Dynamically Generating LINQ Expressions

Introduction

LINQ (a.k.a Language Integrated Query) is one of the nicer, and more importantly, ubiquitously used features in C#. It is often used to operate on collections, but also to generate SQL queries when working with Entity Framework. The way this wondrous feat is achieved is a miracle of its own: Instead of directly emitting code for your LINQ queries, the compiler generates expression trees (really, a relatively high-level AST) that can be manipulated at runtime before it is being converted to executable code and executed. This gives Entity Framework and similar libraries the opportunity to take the LINQ expression and transform it into an SQL query.

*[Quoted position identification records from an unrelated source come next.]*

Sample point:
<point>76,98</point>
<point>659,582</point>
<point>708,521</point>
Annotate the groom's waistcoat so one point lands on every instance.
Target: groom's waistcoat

This makes things like the following possible:

class static MyClass
{
  public static async Task<IList<SomeClass>> SomeFunction(DbSet<SomeClass> dbSet)
  {
    var items = await dbSet
      .Where(e => e.SomeProperty == "Some Random String")
      .ToListAsync();
    return items;
  }
}

That statement with the Where() call gets translated to something like this:

SELECT aproperty, someproperty
FROM someclass
WHERE someproperty = 'Some Random String'

That is very neat. The whole thing is extremely powerful. Not only do you get to filter the data, you can also perform joins. And the best part about all of this: This API is available to everybody!

So Exciting!

So, let’s take this goodness for a test drive.

A Simple Example

Before there was the nameof() operator in C# passing the name of a property to (e.g. for the purpose of binding it to a UI component) was very error prone. The compiler did not notice any typos and renaming the property also immediately broke things because the hard-coded string literal with the old name didn’t get updated (either manually or the automatic refactoring).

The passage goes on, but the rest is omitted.